Notions and feelings of peoplehood lead us to foreground our entangled fates and shared experiences. We embody these ideas as we experience the horrifying spike in antisemitic activity in the U.S. and elsewhere in the diaspora. And yet, the intangible felt sense of Israeliness, borne out of lived experience, and expressed through language, is increasingly salient these days.  

As Israelis abroad lean on diaspora Jewish communities more significantly in this extended cataclysmic moment, I ask how we might make space for them to cope and heal within the framework of their own experiences. Their ritual markings of these moments and their means of advocacy may look different from our own. How might we harness our impulse to be helpful and caring, without implicit expectations that their reactions to grief and the news cycle mirror ours?  

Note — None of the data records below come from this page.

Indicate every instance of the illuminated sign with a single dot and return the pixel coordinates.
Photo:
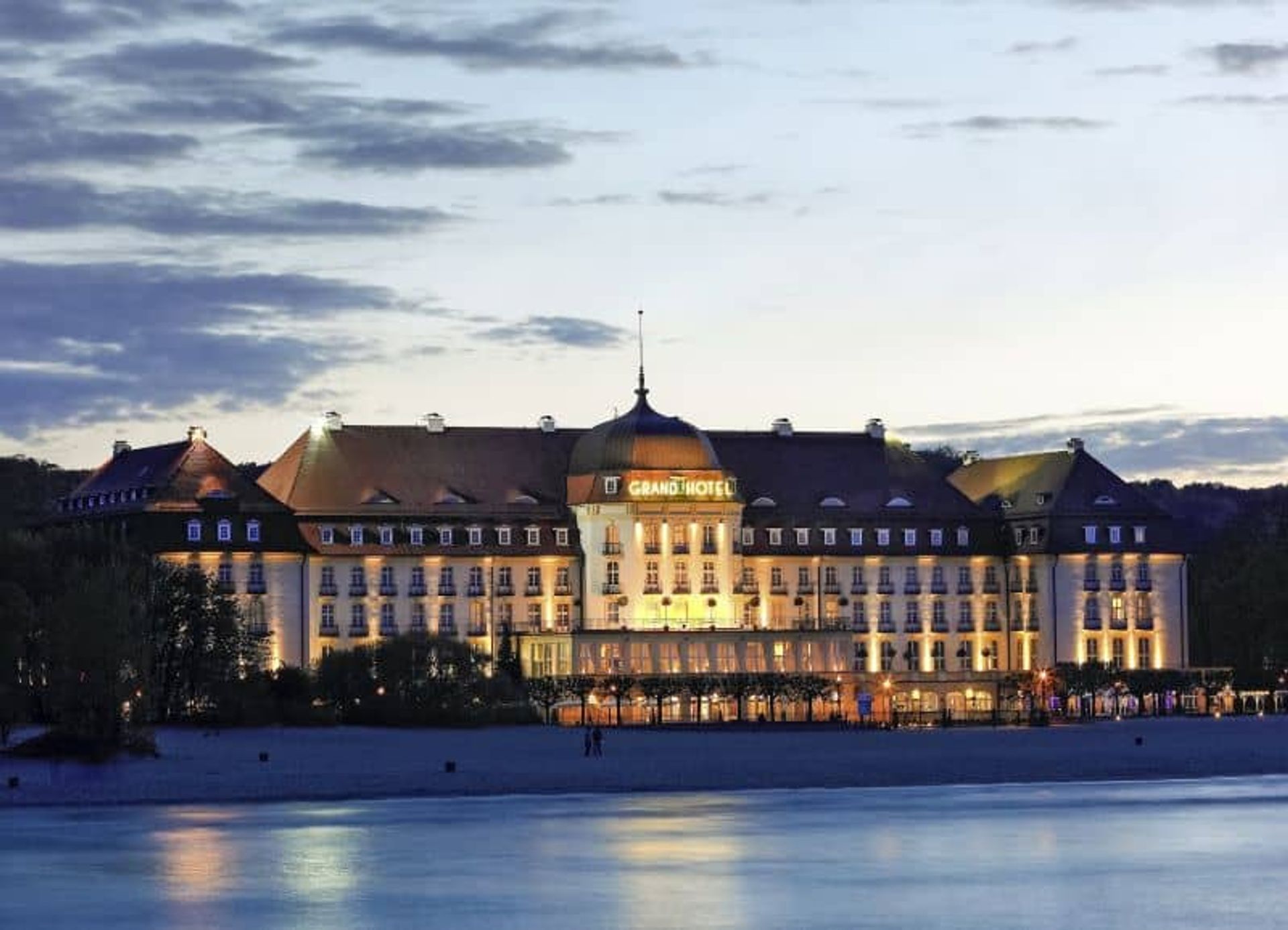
(678, 486)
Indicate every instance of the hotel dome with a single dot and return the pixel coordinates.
(643, 440)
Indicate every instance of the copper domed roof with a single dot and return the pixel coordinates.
(643, 440)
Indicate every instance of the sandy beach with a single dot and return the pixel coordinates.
(341, 763)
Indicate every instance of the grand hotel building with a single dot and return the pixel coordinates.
(649, 546)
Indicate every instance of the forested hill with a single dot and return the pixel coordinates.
(28, 486)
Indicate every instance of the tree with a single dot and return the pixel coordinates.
(547, 692)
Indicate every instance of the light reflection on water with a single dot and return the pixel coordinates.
(1177, 854)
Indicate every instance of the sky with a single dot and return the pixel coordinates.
(992, 223)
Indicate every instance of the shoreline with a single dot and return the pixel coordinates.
(348, 764)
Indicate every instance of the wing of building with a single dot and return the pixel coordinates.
(648, 546)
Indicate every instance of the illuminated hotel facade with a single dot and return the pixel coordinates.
(648, 546)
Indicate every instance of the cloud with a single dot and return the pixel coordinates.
(579, 333)
(987, 124)
(66, 204)
(1244, 58)
(1136, 442)
(1132, 71)
(91, 342)
(711, 198)
(179, 61)
(521, 43)
(1042, 48)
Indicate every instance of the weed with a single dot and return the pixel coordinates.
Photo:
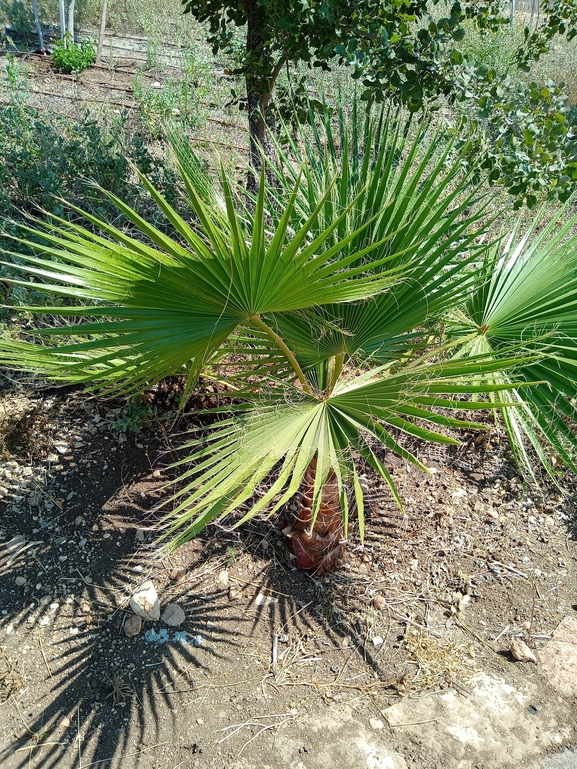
(179, 98)
(133, 418)
(69, 57)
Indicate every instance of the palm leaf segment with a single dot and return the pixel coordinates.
(327, 365)
(430, 221)
(529, 300)
(155, 310)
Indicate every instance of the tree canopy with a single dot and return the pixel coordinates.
(407, 47)
(414, 51)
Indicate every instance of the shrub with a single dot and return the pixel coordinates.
(69, 57)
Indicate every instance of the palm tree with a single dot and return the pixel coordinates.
(320, 305)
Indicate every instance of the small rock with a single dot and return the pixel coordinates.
(464, 602)
(521, 651)
(559, 657)
(144, 601)
(264, 600)
(173, 615)
(133, 625)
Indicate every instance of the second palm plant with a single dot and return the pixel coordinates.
(321, 306)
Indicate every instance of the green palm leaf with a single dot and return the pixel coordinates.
(529, 300)
(153, 310)
(227, 467)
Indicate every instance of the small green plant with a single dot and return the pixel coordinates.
(324, 304)
(17, 78)
(133, 419)
(178, 100)
(69, 57)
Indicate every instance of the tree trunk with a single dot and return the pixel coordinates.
(319, 548)
(38, 25)
(101, 34)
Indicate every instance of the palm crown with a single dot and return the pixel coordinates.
(322, 302)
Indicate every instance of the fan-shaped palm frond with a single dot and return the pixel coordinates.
(316, 303)
(529, 299)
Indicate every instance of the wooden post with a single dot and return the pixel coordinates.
(102, 28)
(38, 24)
(71, 5)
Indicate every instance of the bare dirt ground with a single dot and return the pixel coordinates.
(400, 659)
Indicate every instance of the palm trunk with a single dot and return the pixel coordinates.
(62, 20)
(319, 548)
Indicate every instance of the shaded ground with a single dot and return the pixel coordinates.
(400, 659)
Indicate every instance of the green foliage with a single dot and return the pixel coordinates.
(69, 57)
(529, 298)
(178, 100)
(413, 54)
(19, 16)
(322, 303)
(133, 418)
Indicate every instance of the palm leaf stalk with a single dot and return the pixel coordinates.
(318, 303)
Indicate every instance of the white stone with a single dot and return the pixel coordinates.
(521, 651)
(144, 601)
(133, 625)
(173, 615)
(264, 600)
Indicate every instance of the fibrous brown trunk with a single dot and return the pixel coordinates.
(318, 548)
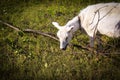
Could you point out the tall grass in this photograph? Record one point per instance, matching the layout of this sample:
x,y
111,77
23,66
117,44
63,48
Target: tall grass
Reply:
x,y
34,57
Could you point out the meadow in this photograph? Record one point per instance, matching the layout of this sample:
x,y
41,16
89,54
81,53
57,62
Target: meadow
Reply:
x,y
27,56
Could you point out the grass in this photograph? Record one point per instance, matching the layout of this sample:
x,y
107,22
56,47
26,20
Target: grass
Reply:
x,y
34,57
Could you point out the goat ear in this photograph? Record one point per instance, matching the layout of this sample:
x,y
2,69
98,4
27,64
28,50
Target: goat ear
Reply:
x,y
70,28
56,25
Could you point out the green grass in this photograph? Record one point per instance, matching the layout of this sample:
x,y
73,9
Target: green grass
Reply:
x,y
25,56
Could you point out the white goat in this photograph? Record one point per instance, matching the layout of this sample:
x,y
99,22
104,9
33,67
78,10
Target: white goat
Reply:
x,y
103,18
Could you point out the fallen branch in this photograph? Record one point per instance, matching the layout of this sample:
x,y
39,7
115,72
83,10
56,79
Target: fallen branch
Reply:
x,y
29,31
41,33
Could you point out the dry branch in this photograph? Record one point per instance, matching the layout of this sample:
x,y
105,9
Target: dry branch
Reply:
x,y
29,31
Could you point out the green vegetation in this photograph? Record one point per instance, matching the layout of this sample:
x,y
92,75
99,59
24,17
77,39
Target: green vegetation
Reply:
x,y
25,56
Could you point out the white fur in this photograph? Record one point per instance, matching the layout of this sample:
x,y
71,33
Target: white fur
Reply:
x,y
103,17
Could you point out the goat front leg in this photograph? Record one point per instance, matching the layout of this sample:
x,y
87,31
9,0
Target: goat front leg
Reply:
x,y
91,42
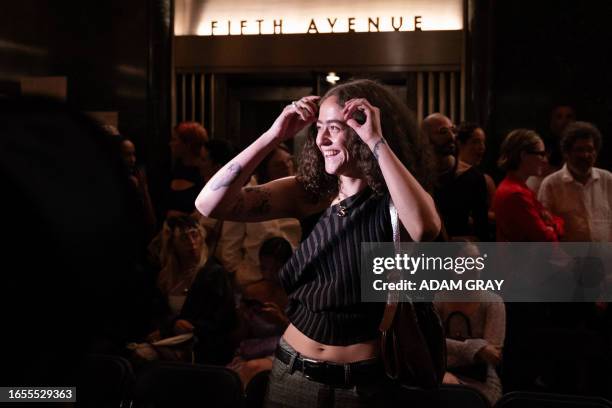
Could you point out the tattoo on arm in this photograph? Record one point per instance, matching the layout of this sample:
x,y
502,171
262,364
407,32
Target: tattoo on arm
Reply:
x,y
259,204
238,207
231,174
377,146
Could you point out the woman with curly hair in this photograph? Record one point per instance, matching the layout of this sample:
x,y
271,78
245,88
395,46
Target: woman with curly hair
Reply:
x,y
366,152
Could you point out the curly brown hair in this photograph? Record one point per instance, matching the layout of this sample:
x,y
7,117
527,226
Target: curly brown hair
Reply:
x,y
399,129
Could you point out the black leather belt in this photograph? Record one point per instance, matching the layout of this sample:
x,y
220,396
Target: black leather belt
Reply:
x,y
350,374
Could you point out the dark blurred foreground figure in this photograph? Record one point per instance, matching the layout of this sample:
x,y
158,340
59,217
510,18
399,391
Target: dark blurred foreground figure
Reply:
x,y
71,283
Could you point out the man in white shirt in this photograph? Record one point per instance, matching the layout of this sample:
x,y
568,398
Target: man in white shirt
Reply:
x,y
580,193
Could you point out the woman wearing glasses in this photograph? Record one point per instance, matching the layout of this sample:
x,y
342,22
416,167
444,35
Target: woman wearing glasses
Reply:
x,y
366,151
520,216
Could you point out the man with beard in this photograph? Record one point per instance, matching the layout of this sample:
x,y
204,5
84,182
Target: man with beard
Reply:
x,y
460,194
580,193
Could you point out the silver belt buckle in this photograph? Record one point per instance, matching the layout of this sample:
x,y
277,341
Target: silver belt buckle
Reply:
x,y
309,360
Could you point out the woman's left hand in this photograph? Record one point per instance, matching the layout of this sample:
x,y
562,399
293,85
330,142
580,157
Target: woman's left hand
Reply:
x,y
364,118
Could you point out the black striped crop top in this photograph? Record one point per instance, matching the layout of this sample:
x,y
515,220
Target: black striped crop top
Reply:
x,y
322,278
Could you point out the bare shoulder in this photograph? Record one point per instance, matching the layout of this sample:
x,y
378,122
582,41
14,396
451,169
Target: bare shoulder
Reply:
x,y
282,198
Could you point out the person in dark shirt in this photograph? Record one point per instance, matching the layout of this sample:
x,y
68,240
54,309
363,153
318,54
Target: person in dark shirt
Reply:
x,y
366,152
186,145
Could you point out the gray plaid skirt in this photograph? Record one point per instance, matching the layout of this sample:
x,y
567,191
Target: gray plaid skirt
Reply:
x,y
292,390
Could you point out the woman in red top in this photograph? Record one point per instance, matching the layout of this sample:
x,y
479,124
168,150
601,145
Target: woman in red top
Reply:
x,y
520,216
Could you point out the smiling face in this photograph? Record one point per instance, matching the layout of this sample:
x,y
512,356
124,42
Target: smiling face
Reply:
x,y
333,135
533,160
472,151
582,156
188,244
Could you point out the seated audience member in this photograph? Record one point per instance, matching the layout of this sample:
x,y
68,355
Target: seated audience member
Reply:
x,y
197,294
240,241
186,144
519,215
475,330
263,319
461,190
560,117
471,147
580,193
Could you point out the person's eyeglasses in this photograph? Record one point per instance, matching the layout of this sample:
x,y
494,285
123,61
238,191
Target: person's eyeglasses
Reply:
x,y
582,150
541,153
444,130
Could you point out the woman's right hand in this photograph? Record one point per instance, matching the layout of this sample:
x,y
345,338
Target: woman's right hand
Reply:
x,y
183,326
295,117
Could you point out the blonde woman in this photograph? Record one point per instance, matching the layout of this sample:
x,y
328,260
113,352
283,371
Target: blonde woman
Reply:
x,y
197,291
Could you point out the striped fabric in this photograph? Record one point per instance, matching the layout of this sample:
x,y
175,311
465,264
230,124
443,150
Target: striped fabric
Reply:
x,y
322,277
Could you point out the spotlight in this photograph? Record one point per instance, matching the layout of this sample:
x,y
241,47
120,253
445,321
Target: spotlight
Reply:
x,y
332,78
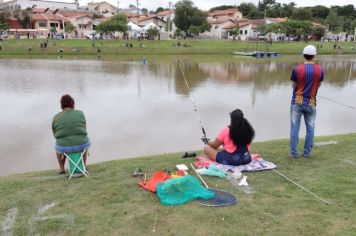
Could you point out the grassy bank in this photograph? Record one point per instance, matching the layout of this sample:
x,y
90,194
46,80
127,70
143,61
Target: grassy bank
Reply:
x,y
111,203
163,47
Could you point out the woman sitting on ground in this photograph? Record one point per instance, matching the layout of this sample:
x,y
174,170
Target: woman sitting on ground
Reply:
x,y
236,139
69,130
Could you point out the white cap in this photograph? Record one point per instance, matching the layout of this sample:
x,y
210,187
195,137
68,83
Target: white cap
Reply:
x,y
309,50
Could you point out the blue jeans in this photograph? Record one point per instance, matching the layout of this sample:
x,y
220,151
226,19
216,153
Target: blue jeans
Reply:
x,y
309,113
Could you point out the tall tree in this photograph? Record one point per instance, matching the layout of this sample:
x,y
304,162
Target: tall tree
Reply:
x,y
319,12
302,14
4,16
333,21
187,15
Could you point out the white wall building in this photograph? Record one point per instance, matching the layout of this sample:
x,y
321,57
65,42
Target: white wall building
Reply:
x,y
23,4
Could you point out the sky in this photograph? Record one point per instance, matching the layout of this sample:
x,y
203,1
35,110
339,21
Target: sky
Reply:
x,y
207,4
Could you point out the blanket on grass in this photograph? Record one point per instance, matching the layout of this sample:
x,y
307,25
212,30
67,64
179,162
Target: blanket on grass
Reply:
x,y
256,164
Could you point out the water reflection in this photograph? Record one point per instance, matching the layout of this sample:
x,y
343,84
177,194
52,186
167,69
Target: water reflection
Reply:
x,y
137,109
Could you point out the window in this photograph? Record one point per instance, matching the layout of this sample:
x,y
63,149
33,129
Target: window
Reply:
x,y
42,24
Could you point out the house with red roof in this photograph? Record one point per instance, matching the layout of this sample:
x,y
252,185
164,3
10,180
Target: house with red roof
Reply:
x,y
232,13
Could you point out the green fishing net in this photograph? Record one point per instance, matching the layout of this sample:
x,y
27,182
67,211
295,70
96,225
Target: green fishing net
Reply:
x,y
181,190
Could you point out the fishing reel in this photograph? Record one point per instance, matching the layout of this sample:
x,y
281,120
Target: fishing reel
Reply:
x,y
205,140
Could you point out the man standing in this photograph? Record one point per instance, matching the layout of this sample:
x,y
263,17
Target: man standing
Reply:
x,y
306,79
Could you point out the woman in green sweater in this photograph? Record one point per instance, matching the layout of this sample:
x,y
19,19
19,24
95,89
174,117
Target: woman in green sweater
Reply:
x,y
69,130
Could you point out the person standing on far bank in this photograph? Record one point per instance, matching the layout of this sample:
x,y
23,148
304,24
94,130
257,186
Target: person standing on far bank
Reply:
x,y
306,79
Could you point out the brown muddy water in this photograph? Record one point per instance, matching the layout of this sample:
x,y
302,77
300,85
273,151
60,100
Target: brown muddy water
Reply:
x,y
135,109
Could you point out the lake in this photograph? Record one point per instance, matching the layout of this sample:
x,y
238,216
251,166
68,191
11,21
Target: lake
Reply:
x,y
136,109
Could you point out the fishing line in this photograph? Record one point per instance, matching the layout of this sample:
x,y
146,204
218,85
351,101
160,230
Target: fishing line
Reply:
x,y
305,189
204,138
340,103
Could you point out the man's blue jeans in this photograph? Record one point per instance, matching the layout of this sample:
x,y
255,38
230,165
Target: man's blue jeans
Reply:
x,y
309,113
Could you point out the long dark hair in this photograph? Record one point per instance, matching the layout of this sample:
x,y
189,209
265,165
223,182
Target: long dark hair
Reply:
x,y
241,131
67,101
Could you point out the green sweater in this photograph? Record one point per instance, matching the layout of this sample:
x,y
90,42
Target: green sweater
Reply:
x,y
69,128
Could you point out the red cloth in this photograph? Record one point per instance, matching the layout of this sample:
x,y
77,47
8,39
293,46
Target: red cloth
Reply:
x,y
151,184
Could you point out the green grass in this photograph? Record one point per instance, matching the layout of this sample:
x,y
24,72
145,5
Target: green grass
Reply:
x,y
162,47
111,203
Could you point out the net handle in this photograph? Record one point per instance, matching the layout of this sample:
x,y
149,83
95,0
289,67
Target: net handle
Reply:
x,y
199,176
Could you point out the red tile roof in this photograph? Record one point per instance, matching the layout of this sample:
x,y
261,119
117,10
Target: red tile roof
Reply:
x,y
223,12
220,21
46,16
165,13
75,14
14,24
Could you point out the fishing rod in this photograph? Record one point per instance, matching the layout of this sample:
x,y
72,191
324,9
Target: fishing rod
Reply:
x,y
204,138
340,103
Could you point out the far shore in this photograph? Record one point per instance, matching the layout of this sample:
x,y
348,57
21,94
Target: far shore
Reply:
x,y
22,47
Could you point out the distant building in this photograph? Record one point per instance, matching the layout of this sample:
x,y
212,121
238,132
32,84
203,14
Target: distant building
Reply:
x,y
146,20
168,16
232,13
23,4
102,8
219,28
45,22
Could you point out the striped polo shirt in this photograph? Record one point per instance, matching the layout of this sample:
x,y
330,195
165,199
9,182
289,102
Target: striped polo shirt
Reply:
x,y
307,77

Enabling the diverse range of voices in this broader community to be heard and supported—not just during emergency circumstances, but for the long haul—will require accommodation, creativity, and collaboration. The notion that Israelis in the diaspora are transient and sitting on their suitcases has for decades obscured the ways in which they have settled, with deep roots, in many communities around North America. The urgency of the moment calls on us to make adaptive changes to our communal landscape. May we have the fortitude and humility to strengthen our community accordingly.